Hi! I was born deaf – no idea what’s exactly behind it (nerve intact, no evident malformations, unknown genetic). For many reasons I got diagnosed with neurosensorial hearing loss only at 7yo and since then I use HAs. My “original” hearing loss resembles a sharp ski-slope hearing loss focused on high frequencies, with a massive drop at 1500 Hz. That has been my “hearing situation” for years (now I’m 24). Back in 2021, I realized I couldn’t follow video lessons as I used to and I’ve lost some sounds (microwave, traffic, and so on).
Some audiograms showed a consistent loss at “low-central frequencies”. Like, prior at 250Hz I had 35dB loss, now it’s 55/60dB loss over 2 years and a similar loss at 500 and 1000 Hz; high frequencies remain between 110 dB loss and no response at 4000Hz and 8000Hz. My ENT audiologist doctor suggested it all depends on cochlear hydrops. They were really confident I’d recover from my recent loss (prescribed me betahistine) and that this could be episodic - the same way Meniere’s disease does. In reality, 1) in my everyday life I don’t experience such a varibaility – to me, it seems like it’s only getting slowly worse 2) my last audiogram showed some uniform worsening and it’s almost impossible to follow speech from any minor distance and in noisy situations. My left ear has tons of tinnitus, while my right ear is more stable. So, my question is: what should I expect? Like, I’ve done the prescribed cure for months with no effect (the same doctor took me off that and suggested a follow-up visit in Autumn), I keep myself healthy and on a low salt diet and stuff. Can cochlear hydrops affect someone like me who already had some kind of hearing loss? It was all stable for years and now every 2-3 weeks I see more difficulties. Does anyone else experiencied something similar?

My understanding of Cochlear hydros is that’s it’s an atypical form of Ménière’s disease without the vertigo… It may or may not just disappear years after the initial onset. But rarely does the hearing return to normal… Now I could well be wrong.

IMO you have a tough loss for hearing aids to be of much assistance to you… Have you given any thought to getting Cochlear implants if this is possible with hydrops?

Thanks for the feedback! In the past (2006-2008) my doctor did not suggested cochlear implant in order to “save” the remaining natural hearing I had. In December 2021 they said I should look for new unpgraded hearing aids (mine have 6 years now, still I’m doubtful to change them). In my opinion, all this was influenced by the fact that 1) they truly believed I’d fully recover form an episodic drop (it did not happen, I wonder if I got even worse) 2) despite my audiogram being worsen, I did decently well at the speech recognition test – mainly because I was really trying to guess words I didn’t hear and I was full anxiety mode. In real life, as many people said up here, it’s a total different game. Speeched give me utter uncertainity. Now, I’m scheduling a follow up with the hospital for the next months and we’ll see what they suggest. In general, HAs it’s the only solution I’ve know for decades. They whistles a lot and my hearing loss “stress” them, expecially those high pitched loss I guess. Just saying, I know there is a specific cochlear implant that combine the CIs technolgy and Hearing Aids technology (EAS CIs) – deemed for atipycal hearing losses like mine.

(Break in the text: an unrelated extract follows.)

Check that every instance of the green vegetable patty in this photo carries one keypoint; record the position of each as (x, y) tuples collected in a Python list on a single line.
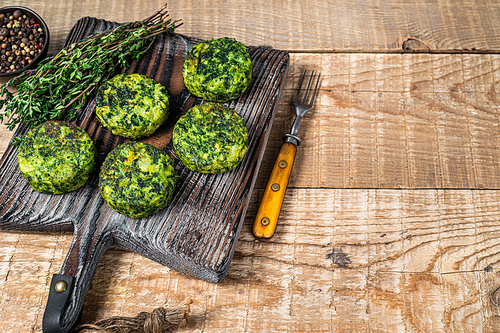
[(137, 179), (57, 157), (132, 105), (210, 138), (218, 70)]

With regard to the EAS, yes Cochlear do have an attachment that fits onto the processor. This is only used if your residual is useful after implanting. But preserving your residual is never guaranteed, I lost a chunk 15 months post CI… Then another smaller chunk rendering the EAS attachment useless.

The “hybrid” array hasn’t been used in Australia for a decade or more. This is a short array, and when the residual fails as it will eventually do, they have to remove it and insert a “full length array” (electrode). I was lucky my surgeon used a full length 522 array, so didn’t require further surgery.